7. Incubate the plate agar side down for
two or three days.
( Teacher Tips
)
STEPS IN RESTORING THE AEROBIC ENVIRONMENT
Effect of Aerobic growth on color
Exposing the cells to air (O2):
1. Make a sketch of the plate and show
where the yeast is pink and where
cream colored. Also, note any other
features such as gas bubbles between
the layers of agar.
2. Cut the top layer of the folded agar in
half with a sterile toothpick.
Figure
Use another toothpick to lift one of the new
quarters.
Lay the new quarter back in its original position
with the cells facing upward.
3. Watch for change in the color of the
cells over the next few hours, if
possible, or on the following day.
4. Make a sketch of the plate and jot
down any changes you see in the yeast
color.
Analyze your observations:
1. Is there any part in the sandwich where the yeast has not turned pink or red?

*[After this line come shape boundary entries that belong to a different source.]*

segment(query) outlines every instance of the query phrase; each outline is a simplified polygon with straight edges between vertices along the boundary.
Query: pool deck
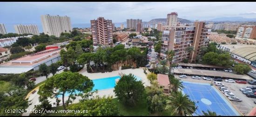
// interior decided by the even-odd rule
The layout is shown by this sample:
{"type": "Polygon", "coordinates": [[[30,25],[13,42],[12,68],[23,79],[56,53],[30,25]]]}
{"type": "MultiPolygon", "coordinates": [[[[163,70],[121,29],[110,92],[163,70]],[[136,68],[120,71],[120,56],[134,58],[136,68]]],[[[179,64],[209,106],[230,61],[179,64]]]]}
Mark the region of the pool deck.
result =
{"type": "MultiPolygon", "coordinates": [[[[103,78],[107,78],[110,77],[115,76],[117,75],[120,75],[119,73],[122,73],[125,74],[132,74],[138,76],[141,78],[141,80],[144,83],[144,86],[150,86],[150,81],[147,79],[146,75],[144,73],[142,68],[136,68],[136,69],[127,69],[124,70],[120,70],[117,71],[112,71],[112,72],[108,72],[105,73],[88,73],[86,70],[86,68],[84,68],[82,70],[79,72],[79,73],[88,77],[89,79],[91,80],[94,80],[103,78]]],[[[36,89],[36,93],[31,94],[28,100],[31,100],[31,105],[30,105],[27,108],[28,110],[32,110],[34,108],[35,105],[39,104],[39,101],[38,99],[39,98],[39,95],[37,94],[38,89],[36,89]]],[[[114,88],[108,89],[98,91],[97,93],[94,93],[93,94],[93,96],[95,96],[96,95],[99,96],[100,97],[105,96],[113,96],[113,98],[115,97],[115,92],[114,92],[114,88]]],[[[54,103],[56,103],[56,99],[55,98],[50,99],[48,98],[48,100],[50,102],[50,104],[52,104],[53,107],[54,106],[53,105],[54,103]]],[[[67,99],[67,97],[65,97],[65,100],[67,99]]],[[[73,104],[77,103],[79,102],[79,99],[81,99],[81,97],[77,97],[77,98],[73,100],[73,104]]],[[[61,102],[62,104],[62,98],[60,99],[61,99],[61,102]]],[[[65,100],[65,101],[66,101],[65,100]]],[[[29,113],[24,113],[22,114],[23,116],[28,116],[29,113]]]]}

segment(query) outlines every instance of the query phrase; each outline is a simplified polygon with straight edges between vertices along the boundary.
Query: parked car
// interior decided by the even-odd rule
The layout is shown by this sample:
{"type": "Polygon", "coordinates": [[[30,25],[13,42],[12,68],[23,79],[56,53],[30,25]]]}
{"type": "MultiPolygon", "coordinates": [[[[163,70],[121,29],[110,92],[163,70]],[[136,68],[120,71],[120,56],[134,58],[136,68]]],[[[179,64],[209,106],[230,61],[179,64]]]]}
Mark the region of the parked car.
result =
{"type": "Polygon", "coordinates": [[[225,95],[227,97],[229,96],[236,96],[235,94],[232,92],[228,92],[228,93],[224,93],[224,95],[225,95]]]}
{"type": "Polygon", "coordinates": [[[253,98],[256,99],[256,95],[255,95],[253,93],[248,93],[246,94],[246,96],[249,98],[253,98]]]}
{"type": "Polygon", "coordinates": [[[59,70],[61,70],[61,69],[63,69],[64,68],[64,66],[60,66],[60,67],[57,68],[57,69],[59,70]]]}
{"type": "Polygon", "coordinates": [[[192,76],[192,79],[201,79],[201,77],[200,77],[198,76],[197,76],[197,75],[194,75],[194,76],[192,76]]]}
{"type": "Polygon", "coordinates": [[[247,94],[247,93],[253,93],[253,92],[252,92],[251,91],[245,91],[243,92],[243,93],[244,94],[247,94]]]}
{"type": "Polygon", "coordinates": [[[237,83],[240,83],[240,84],[246,84],[246,81],[244,80],[236,80],[236,82],[237,83]]]}
{"type": "Polygon", "coordinates": [[[230,69],[230,68],[227,68],[227,70],[228,70],[228,71],[229,72],[232,72],[233,71],[230,69]]]}
{"type": "Polygon", "coordinates": [[[35,79],[35,78],[32,78],[29,79],[29,80],[35,81],[35,80],[36,80],[36,79],[35,79]]]}
{"type": "Polygon", "coordinates": [[[236,101],[236,102],[242,102],[242,99],[238,98],[236,96],[229,96],[228,97],[228,99],[230,101],[236,101]]]}
{"type": "Polygon", "coordinates": [[[217,78],[217,79],[214,79],[214,81],[222,81],[222,79],[217,78]]]}
{"type": "Polygon", "coordinates": [[[212,79],[209,77],[203,77],[202,79],[206,80],[212,80],[212,79]]]}
{"type": "Polygon", "coordinates": [[[246,86],[246,88],[250,88],[251,89],[256,89],[256,86],[246,86]]]}
{"type": "Polygon", "coordinates": [[[180,78],[187,78],[187,75],[180,75],[180,78]]]}
{"type": "Polygon", "coordinates": [[[219,88],[219,89],[220,90],[228,90],[228,88],[226,87],[224,87],[224,86],[220,86],[219,88]]]}
{"type": "Polygon", "coordinates": [[[256,80],[248,82],[248,84],[252,85],[256,85],[256,80]]]}
{"type": "Polygon", "coordinates": [[[222,90],[222,93],[230,93],[231,92],[230,92],[229,91],[229,90],[227,90],[227,89],[223,89],[222,90]]]}
{"type": "Polygon", "coordinates": [[[223,69],[223,71],[224,71],[225,72],[228,72],[229,71],[229,70],[228,70],[228,69],[223,69]]]}
{"type": "Polygon", "coordinates": [[[214,81],[214,84],[216,86],[224,86],[224,84],[223,84],[221,82],[218,82],[218,81],[214,81]]]}
{"type": "Polygon", "coordinates": [[[252,90],[251,89],[249,88],[242,88],[240,89],[239,90],[240,90],[242,92],[243,92],[243,91],[251,91],[252,90]]]}
{"type": "Polygon", "coordinates": [[[224,80],[225,82],[231,82],[231,83],[234,83],[235,82],[235,80],[234,80],[233,79],[225,79],[225,80],[224,80]]]}

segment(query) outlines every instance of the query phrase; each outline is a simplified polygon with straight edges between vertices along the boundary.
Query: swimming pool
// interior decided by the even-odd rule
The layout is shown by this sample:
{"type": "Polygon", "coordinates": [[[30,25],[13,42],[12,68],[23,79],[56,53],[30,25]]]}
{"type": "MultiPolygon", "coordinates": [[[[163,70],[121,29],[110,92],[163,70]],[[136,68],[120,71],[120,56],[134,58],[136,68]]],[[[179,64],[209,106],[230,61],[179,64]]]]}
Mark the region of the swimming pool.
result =
{"type": "MultiPolygon", "coordinates": [[[[137,76],[134,75],[137,81],[141,80],[141,78],[137,76]]],[[[120,79],[120,76],[117,75],[110,77],[103,78],[92,80],[94,84],[94,87],[93,88],[93,91],[97,89],[98,91],[114,88],[115,86],[115,79],[120,79]]],[[[76,91],[75,94],[80,93],[80,92],[76,91]]],[[[70,93],[65,93],[65,96],[68,96],[70,93]]],[[[60,97],[61,95],[58,95],[57,97],[60,97]]]]}
{"type": "Polygon", "coordinates": [[[231,103],[213,86],[205,83],[182,81],[184,88],[182,91],[198,106],[193,116],[202,115],[207,110],[221,116],[241,116],[231,103]]]}

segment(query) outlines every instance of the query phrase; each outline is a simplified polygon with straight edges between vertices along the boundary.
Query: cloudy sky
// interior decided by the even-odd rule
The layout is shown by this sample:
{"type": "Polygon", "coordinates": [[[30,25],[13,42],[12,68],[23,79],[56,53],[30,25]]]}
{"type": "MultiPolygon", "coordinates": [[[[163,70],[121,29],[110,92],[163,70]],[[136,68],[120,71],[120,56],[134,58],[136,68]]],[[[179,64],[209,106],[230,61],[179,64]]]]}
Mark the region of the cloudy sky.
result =
{"type": "Polygon", "coordinates": [[[114,23],[127,19],[148,21],[171,12],[189,20],[222,17],[256,18],[256,2],[0,2],[0,23],[40,24],[40,16],[67,15],[71,23],[89,23],[104,17],[114,23]]]}

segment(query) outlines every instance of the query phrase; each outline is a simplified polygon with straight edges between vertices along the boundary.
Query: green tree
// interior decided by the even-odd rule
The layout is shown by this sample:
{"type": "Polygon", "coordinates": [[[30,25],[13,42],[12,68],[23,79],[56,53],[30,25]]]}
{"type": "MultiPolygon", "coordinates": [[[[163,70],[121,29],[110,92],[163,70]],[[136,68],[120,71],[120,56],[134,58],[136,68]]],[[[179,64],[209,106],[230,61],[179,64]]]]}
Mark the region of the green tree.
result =
{"type": "Polygon", "coordinates": [[[133,33],[129,34],[129,38],[132,38],[133,37],[135,37],[137,36],[137,34],[135,33],[133,33]]]}
{"type": "Polygon", "coordinates": [[[121,102],[129,105],[134,105],[141,99],[145,88],[141,80],[137,81],[133,74],[122,76],[114,92],[121,102]]]}
{"type": "Polygon", "coordinates": [[[50,69],[45,63],[42,64],[39,66],[39,71],[43,76],[46,77],[46,79],[48,78],[48,76],[50,74],[50,69]]]}
{"type": "Polygon", "coordinates": [[[25,51],[25,49],[20,47],[17,47],[12,48],[10,51],[12,53],[12,54],[14,54],[21,52],[24,52],[25,51]]]}
{"type": "Polygon", "coordinates": [[[195,102],[188,98],[187,94],[183,95],[181,92],[168,97],[165,109],[170,109],[172,115],[178,116],[192,116],[196,110],[195,102]]]}
{"type": "MultiPolygon", "coordinates": [[[[207,112],[206,112],[203,111],[202,111],[202,112],[203,114],[203,115],[202,115],[203,116],[217,116],[216,112],[211,111],[209,110],[207,110],[207,112]]],[[[218,116],[220,116],[220,115],[219,115],[218,116]]]]}
{"type": "Polygon", "coordinates": [[[78,92],[79,94],[87,93],[92,91],[94,86],[92,81],[87,77],[78,73],[63,72],[56,74],[47,79],[44,84],[39,87],[38,93],[40,96],[50,97],[57,95],[62,96],[63,108],[66,109],[69,103],[72,102],[71,99],[74,99],[77,95],[74,94],[78,92]],[[56,89],[58,89],[57,92],[56,89]],[[65,94],[67,93],[66,102],[65,102],[65,94]]]}
{"type": "Polygon", "coordinates": [[[67,116],[120,116],[119,109],[112,103],[112,98],[103,97],[85,100],[68,107],[69,110],[79,110],[88,112],[67,113],[67,116]]]}
{"type": "Polygon", "coordinates": [[[173,57],[175,55],[174,51],[172,50],[167,52],[167,60],[169,61],[170,64],[170,67],[169,67],[169,72],[168,72],[168,74],[169,74],[171,73],[171,66],[172,63],[172,60],[173,59],[173,57]]]}
{"type": "Polygon", "coordinates": [[[156,74],[150,73],[147,75],[147,78],[148,78],[148,79],[150,81],[150,82],[152,83],[154,80],[157,79],[157,76],[156,74]]]}
{"type": "Polygon", "coordinates": [[[34,47],[34,49],[36,52],[40,52],[45,50],[46,47],[45,44],[40,44],[34,47]]]}
{"type": "Polygon", "coordinates": [[[53,63],[49,66],[50,72],[53,74],[53,75],[54,75],[58,71],[58,68],[59,67],[59,64],[57,63],[53,63]]]}
{"type": "Polygon", "coordinates": [[[235,65],[234,70],[238,74],[244,74],[251,70],[251,68],[243,63],[239,63],[235,65]]]}

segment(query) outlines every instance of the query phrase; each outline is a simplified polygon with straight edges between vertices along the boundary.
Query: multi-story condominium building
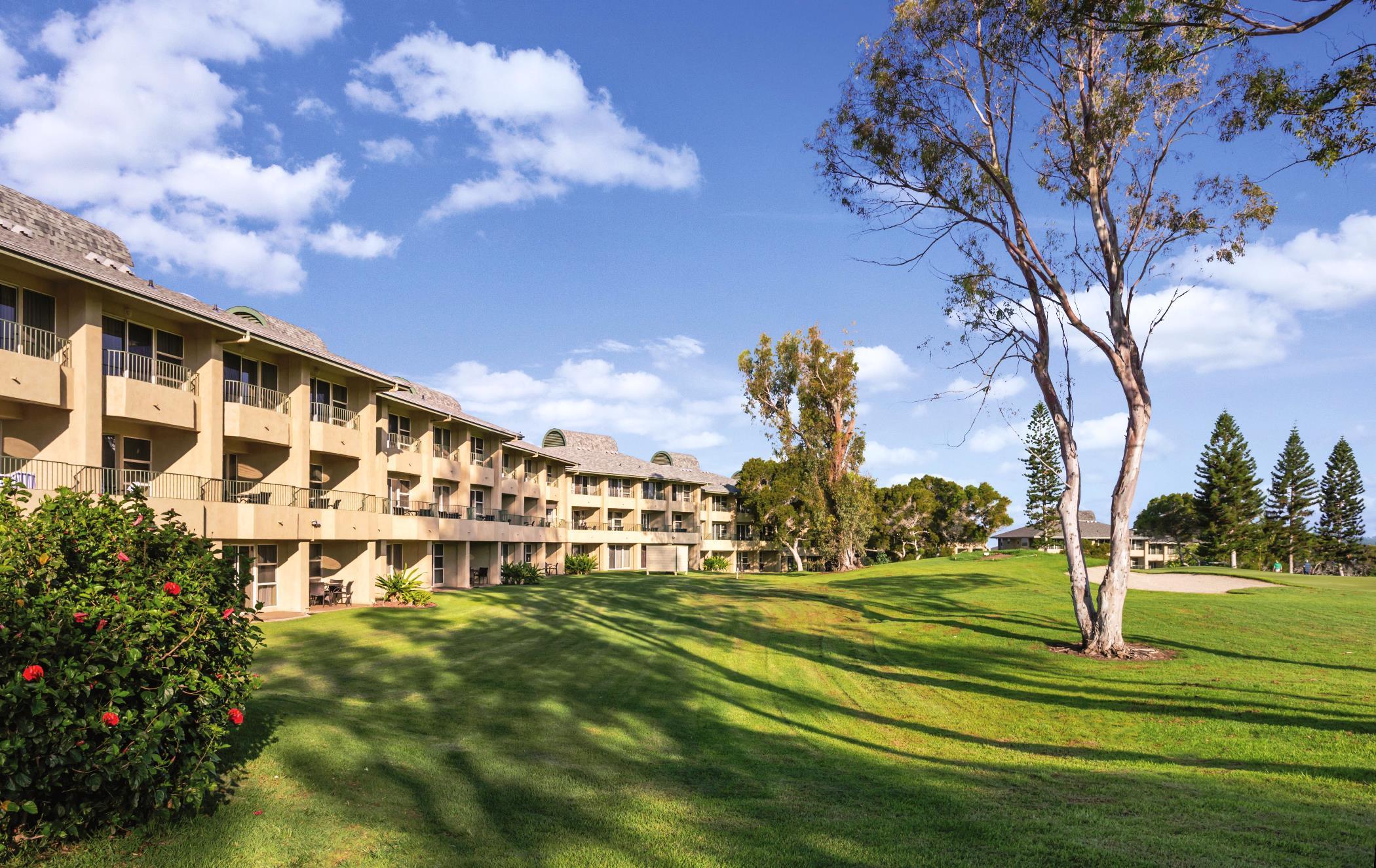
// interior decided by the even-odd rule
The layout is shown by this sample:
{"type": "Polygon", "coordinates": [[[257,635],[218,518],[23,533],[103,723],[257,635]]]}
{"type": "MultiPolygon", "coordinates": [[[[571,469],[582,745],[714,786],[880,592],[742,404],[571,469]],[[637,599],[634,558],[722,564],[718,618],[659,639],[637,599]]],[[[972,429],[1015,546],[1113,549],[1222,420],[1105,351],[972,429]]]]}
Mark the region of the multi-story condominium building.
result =
{"type": "Polygon", "coordinates": [[[312,582],[491,583],[571,550],[637,568],[780,560],[732,480],[553,429],[541,446],[454,398],[338,356],[308,329],[139,278],[114,232],[0,187],[0,476],[43,492],[140,490],[252,557],[249,593],[300,612],[312,582]]]}
{"type": "MultiPolygon", "coordinates": [[[[1088,509],[1080,510],[1080,539],[1084,542],[1098,542],[1108,545],[1109,532],[1112,528],[1094,517],[1094,512],[1088,509]]],[[[1015,527],[1011,531],[1003,531],[1002,534],[993,535],[995,546],[999,550],[1007,552],[1010,549],[1031,549],[1036,545],[1039,531],[1033,525],[1015,527]]],[[[1060,523],[1049,534],[1046,549],[1047,552],[1060,552],[1065,545],[1065,536],[1061,535],[1060,523]]],[[[1132,531],[1131,545],[1128,546],[1128,558],[1131,565],[1138,569],[1145,569],[1150,567],[1164,567],[1165,564],[1179,560],[1181,553],[1174,541],[1157,539],[1154,536],[1146,536],[1145,534],[1138,534],[1132,531]]]]}

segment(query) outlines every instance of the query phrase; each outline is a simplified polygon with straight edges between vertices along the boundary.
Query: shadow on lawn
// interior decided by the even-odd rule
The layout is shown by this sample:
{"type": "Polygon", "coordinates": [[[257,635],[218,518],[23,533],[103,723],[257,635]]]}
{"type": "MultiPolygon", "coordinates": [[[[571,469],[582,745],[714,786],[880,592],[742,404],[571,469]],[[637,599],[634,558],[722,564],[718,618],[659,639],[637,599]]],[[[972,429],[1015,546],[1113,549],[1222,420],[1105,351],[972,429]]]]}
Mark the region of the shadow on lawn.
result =
{"type": "MultiPolygon", "coordinates": [[[[330,733],[330,747],[283,739],[274,762],[341,829],[418,836],[424,858],[406,851],[396,864],[1149,865],[1182,853],[1287,864],[1365,853],[1354,831],[1369,836],[1372,821],[1350,794],[1324,799],[1276,777],[1370,784],[1370,768],[1004,741],[943,725],[918,704],[922,691],[996,714],[1032,704],[1372,732],[1321,697],[1233,699],[1211,685],[1200,702],[1183,682],[1110,682],[1021,645],[1064,638],[1055,619],[971,600],[1006,582],[923,579],[882,598],[872,581],[854,582],[845,593],[874,597],[857,600],[843,582],[594,576],[490,589],[435,612],[336,614],[271,637],[270,680],[252,706],[261,729],[239,733],[242,758],[272,744],[277,725],[330,733]],[[450,607],[469,620],[446,620],[450,607]],[[952,653],[883,633],[886,622],[982,638],[952,653]],[[385,648],[396,638],[400,651],[385,648]],[[874,692],[853,696],[861,686],[874,692]]],[[[206,847],[252,834],[227,821],[206,847]]]]}

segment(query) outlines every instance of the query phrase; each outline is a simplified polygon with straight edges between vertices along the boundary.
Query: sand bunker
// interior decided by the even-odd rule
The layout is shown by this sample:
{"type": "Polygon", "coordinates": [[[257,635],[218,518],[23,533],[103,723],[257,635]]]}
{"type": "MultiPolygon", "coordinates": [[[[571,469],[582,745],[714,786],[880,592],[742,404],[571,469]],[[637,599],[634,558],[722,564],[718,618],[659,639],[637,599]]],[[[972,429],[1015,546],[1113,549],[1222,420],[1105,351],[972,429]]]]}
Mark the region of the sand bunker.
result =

2. Is there a reason to think that the yeast growing there might be anaerobic?
3. Do you see any gas bubbles between the layers of agar? If so, can you think of an explanation for them?
4. What conclusion, if any, can you draw from this experiment about the role of oxygen in the formation of the red pigment?
5. Explain whether the change from white to red was a genetic or an environmental effect?
6. Give an explanation for this change or
suggest another experiment you might
do to learn more about it.(Teacher Tips )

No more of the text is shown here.